Lo más triste no fue quedarnos en la puerta de ganar el Mundial, sino que se terminara. ¿Y ahora qué hacemos?
Augusto Do Santos
Una vez que Nicola Rizzoli tomó aire y sopló el silbato para indicar la final de la Copa de Mundo, a los argentinos que tenemos una pelota de fútbol en la cabeza se nos cruzaron varios sentimientos, todos ellos relacionados con la tristeza, la angustia, la desazón.
Porque no pudimos ser los campeones. Porque Higuaín, Palacio y Messi tuvieron tres situaciones claras y, como conjugaría Ramón, no hicieron gol. Porque no pudimos ser los campeones del mundo en Brasil. Porque Leo, el mejor de todos, no pudo levantar la Copa que el fútbol le debe; porque Mascherano, el que mejor defiende nuestros colores, tampoco. Porque estuvimos ahí nomás de ganarle a la mejor selección. Porque no tendríamos más ganas de preguntarle a Brasil qué sentía.
Pero, también, la tristeza era porque el pitazo de Nicola Rizzoli marcaba que se había terminado un nuevo Mundial. Un Mundial que, de tantas emociones que entregó, se pasó rápido. Y esto, justamente, fue una de las cosas más tristes para nosotros: que la Copa del Mundo, esa que le dio un sentido y una esperanza a cada día, se terminara y nos dejara así, solos y a la deriva; que el Mundial nos haya enamorado, con sus Robben, James, Schweinsteiger, Valbuena, Cross, Pirlo, Dempsey, para en cuestión de días soltarnos la mano y prometernos que en cuatro años volvería.
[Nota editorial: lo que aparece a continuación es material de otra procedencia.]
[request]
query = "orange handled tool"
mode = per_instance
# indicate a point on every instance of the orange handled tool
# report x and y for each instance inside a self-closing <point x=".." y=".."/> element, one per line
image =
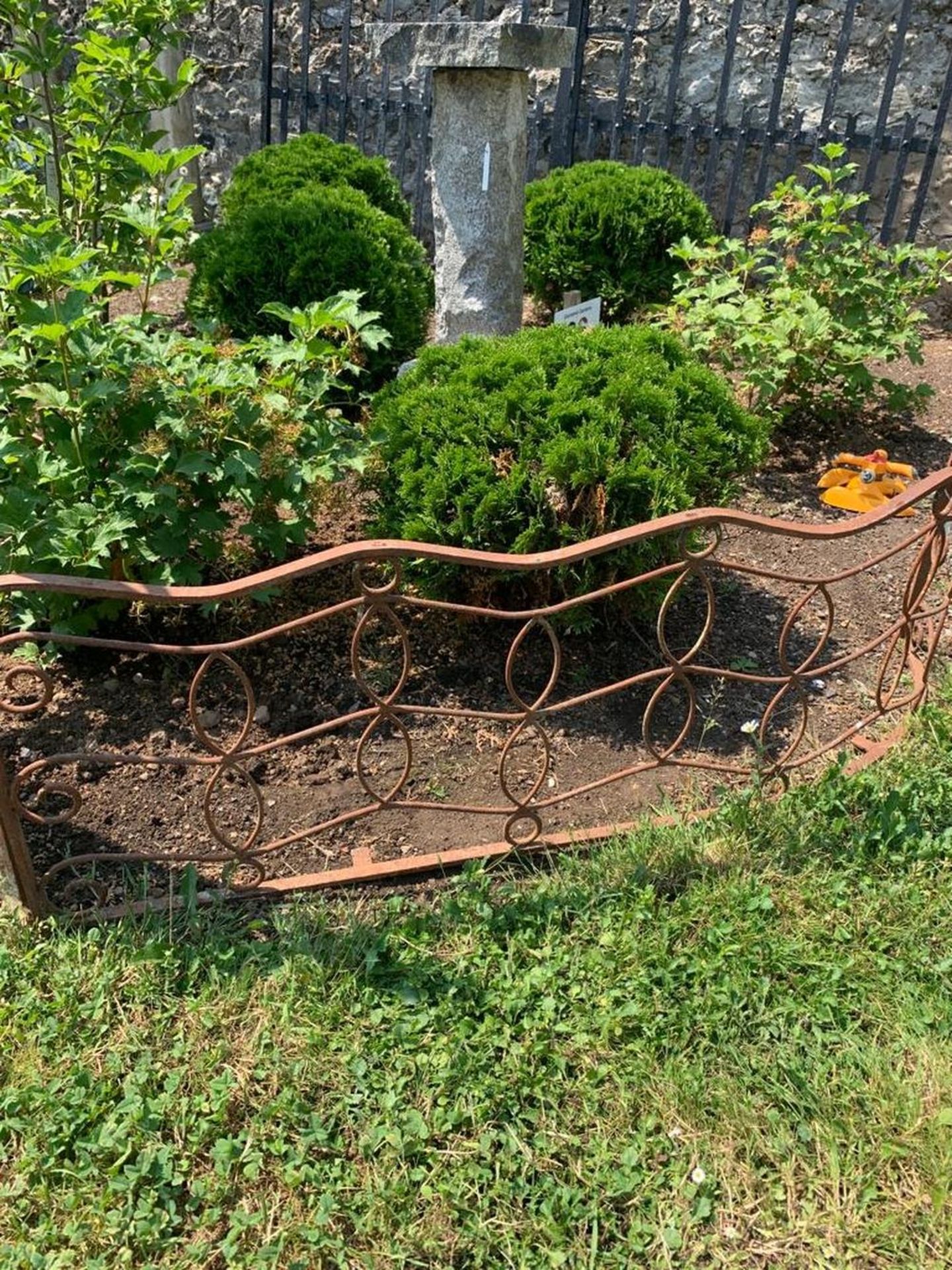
<point x="871" y="486"/>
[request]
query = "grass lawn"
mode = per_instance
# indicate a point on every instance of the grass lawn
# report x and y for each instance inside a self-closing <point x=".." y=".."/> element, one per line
<point x="727" y="1044"/>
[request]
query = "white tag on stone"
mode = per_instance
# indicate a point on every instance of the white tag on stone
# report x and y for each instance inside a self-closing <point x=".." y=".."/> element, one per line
<point x="587" y="314"/>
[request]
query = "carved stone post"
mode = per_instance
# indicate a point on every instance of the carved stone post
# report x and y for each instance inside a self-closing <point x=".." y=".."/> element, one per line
<point x="480" y="105"/>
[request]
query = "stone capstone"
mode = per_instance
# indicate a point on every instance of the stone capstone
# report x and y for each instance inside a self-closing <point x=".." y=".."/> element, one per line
<point x="473" y="45"/>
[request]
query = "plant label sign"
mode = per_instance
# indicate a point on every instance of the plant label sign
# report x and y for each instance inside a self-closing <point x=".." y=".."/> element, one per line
<point x="587" y="314"/>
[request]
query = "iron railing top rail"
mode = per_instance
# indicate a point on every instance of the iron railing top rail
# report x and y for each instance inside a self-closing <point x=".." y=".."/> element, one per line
<point x="400" y="549"/>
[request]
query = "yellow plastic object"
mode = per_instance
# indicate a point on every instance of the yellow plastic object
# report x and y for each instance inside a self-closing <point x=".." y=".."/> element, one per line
<point x="876" y="482"/>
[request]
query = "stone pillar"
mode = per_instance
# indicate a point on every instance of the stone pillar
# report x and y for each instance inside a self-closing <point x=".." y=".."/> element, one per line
<point x="480" y="106"/>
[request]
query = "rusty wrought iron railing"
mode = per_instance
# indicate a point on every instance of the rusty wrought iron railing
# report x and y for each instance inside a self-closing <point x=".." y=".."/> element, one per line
<point x="248" y="795"/>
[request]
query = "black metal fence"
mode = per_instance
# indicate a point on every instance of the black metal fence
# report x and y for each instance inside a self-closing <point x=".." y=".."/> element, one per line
<point x="317" y="74"/>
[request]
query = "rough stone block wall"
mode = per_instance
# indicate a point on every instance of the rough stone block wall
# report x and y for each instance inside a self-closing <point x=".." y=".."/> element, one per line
<point x="226" y="37"/>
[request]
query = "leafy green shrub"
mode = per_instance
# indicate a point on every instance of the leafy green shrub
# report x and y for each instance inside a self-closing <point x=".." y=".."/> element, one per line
<point x="799" y="309"/>
<point x="128" y="450"/>
<point x="281" y="171"/>
<point x="139" y="454"/>
<point x="554" y="436"/>
<point x="606" y="229"/>
<point x="296" y="251"/>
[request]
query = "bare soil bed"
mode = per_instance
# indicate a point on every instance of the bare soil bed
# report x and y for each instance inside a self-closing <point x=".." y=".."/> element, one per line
<point x="136" y="704"/>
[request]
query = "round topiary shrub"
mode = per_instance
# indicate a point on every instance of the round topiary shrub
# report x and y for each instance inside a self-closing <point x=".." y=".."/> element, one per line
<point x="604" y="229"/>
<point x="278" y="172"/>
<point x="314" y="244"/>
<point x="551" y="437"/>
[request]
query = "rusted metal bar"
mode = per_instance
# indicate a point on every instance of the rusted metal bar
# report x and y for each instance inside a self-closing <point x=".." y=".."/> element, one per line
<point x="305" y="103"/>
<point x="670" y="110"/>
<point x="18" y="880"/>
<point x="885" y="105"/>
<point x="721" y="105"/>
<point x="774" y="112"/>
<point x="687" y="158"/>
<point x="284" y="103"/>
<point x="267" y="69"/>
<point x="931" y="157"/>
<point x="904" y="650"/>
<point x="899" y="172"/>
<point x="740" y="149"/>
<point x="621" y="99"/>
<point x="840" y="60"/>
<point x="569" y="97"/>
<point x="344" y="84"/>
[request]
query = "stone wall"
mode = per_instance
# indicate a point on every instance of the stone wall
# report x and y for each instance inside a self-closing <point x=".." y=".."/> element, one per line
<point x="227" y="40"/>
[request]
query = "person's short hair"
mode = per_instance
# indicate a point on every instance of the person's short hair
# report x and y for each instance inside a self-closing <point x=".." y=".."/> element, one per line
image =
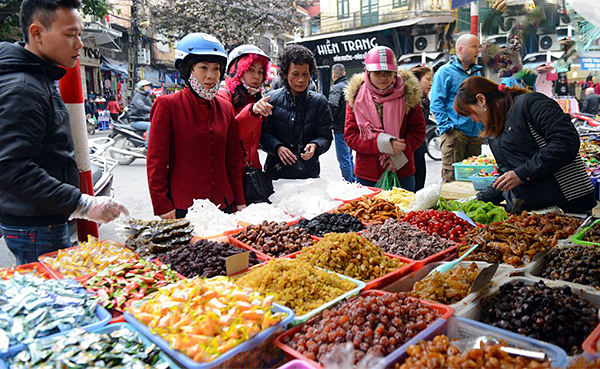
<point x="338" y="69"/>
<point x="296" y="54"/>
<point x="42" y="10"/>
<point x="420" y="71"/>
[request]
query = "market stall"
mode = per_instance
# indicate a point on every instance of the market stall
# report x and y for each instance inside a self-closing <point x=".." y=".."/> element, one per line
<point x="351" y="278"/>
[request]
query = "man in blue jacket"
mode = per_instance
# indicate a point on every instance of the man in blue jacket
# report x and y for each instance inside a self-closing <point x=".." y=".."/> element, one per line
<point x="460" y="135"/>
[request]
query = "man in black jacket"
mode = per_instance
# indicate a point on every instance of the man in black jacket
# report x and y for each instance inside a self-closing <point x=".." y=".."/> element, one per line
<point x="337" y="105"/>
<point x="38" y="173"/>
Como si fuese fácil esperar mil cuatrocientos sesenta días por algo tan maravilloso. Como si hubiese algo, cualquier cosa en el medio, que pudiera ocupar su lugar: ¿qué es, cualquier cosa, al lado de una Copa del Mundo para nosotros? ¿Cómo hacer para esperar tanto para volver a descubrir jugadores, equipos, técnicos de Japón, Argelia y Costa Rica? ¿Cómo hacer para esperar tanto para disfrutar de los que sabemos que vamos a disfrutar, como Müller, Neymar, Di María, Hazard, Alexis, Cuadrado, Rooney, Benzema, Messi? ¿Cómo hacer para esperar tanto por ver el nuevo diseño de la televisación para mostrar alineaciones y formaciones? ¿Cómo hacer para esperar tanto por ver ese momento en el que el árbitro agarra la pelota y, tras él, salen las veintidós estrellas?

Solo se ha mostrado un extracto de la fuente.